A few days later, we also got an email from an executive at Netflix that said “they wanted to have a meeting with us. ”WHAAAAATTTTTT?

Netflix is a story for another day about other men who gave me a chance.  The last time I checked, my engineers still hold the record for the fastest integration by a tech company in the Netflix labs. 

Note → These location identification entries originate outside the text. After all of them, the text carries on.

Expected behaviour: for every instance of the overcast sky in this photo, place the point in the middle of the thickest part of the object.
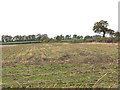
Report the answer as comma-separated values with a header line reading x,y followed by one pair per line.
x,y
56,17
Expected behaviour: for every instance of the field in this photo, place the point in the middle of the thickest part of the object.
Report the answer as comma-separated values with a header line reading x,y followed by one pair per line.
x,y
18,42
60,65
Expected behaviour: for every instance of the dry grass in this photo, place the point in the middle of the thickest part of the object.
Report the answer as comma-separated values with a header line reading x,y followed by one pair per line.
x,y
60,65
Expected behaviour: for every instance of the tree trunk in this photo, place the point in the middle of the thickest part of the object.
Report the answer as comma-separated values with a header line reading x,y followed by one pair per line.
x,y
103,34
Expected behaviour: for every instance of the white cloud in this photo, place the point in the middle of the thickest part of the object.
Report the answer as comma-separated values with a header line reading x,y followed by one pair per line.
x,y
55,17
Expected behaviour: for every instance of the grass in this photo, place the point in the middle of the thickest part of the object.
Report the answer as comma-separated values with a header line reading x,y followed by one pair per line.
x,y
58,65
18,42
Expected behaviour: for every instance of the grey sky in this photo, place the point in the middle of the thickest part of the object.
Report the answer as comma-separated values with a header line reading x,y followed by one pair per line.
x,y
55,17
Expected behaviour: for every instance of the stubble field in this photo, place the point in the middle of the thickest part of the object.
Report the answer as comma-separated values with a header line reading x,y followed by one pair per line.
x,y
60,65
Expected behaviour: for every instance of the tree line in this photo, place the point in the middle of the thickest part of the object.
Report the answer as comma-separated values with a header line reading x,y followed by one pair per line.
x,y
99,27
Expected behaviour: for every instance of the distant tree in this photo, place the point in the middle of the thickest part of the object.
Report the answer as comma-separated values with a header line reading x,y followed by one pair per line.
x,y
88,37
101,27
96,36
117,34
79,37
68,37
75,36
58,38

We are now in year 8 working with Marriott and their owners, and we sit here today with more than 80,000,000 guests each year watching Netflix and other streaming services from the comfort of their hotel rooms on my systems all over the world.  

The business impact was immense, but the person-to-person impact was truly without measure.  I was (and am) a vendor in the hospitality world, but was never treated that way.  I was treated as a valuable partner, and as a person. Arne stopped and said hello to me by name each and every time he saw me.  Over the years that included at his headquarters in the cafeteria, in the hallway, at conferences, industry speaking engagements, and hotel visits.  He always took the time; he always saw me. 

Arne also accepted me as a working mother.  I remember how Arne and Ruth greeted my daughters in a hotel lobby when surrounded by associates and direct reports, when the children were tiny and still accompanied me on business trips.  He showed he was delighted to see them, openly praised my choice of blending motherhood and being a CEO.  Years later he never failed to ask about them.  

I will miss Arne.  I will miss hearing him speak words of wisdom and compassion.  I will miss his business, economic, and political insights given in his wonderful deep soothing voice.  I would occasionally send a small note to Arne when he did something in the public eye that touched me.  He never failed to answer those inconsequential notes.  I will miss hearing him brag about how proud he was of his children, I will miss watching him clearly adore his lovely wife.  

I wish I had taken the time to tell him how much his kindness meant to me.  The news is full of stories of men in power who are corrupted or use their power for personal gain. My experience with Arne was that he used a superpower of kindness and respect. For those of you who were associates, friends, and family; please accept my condolences on your loss.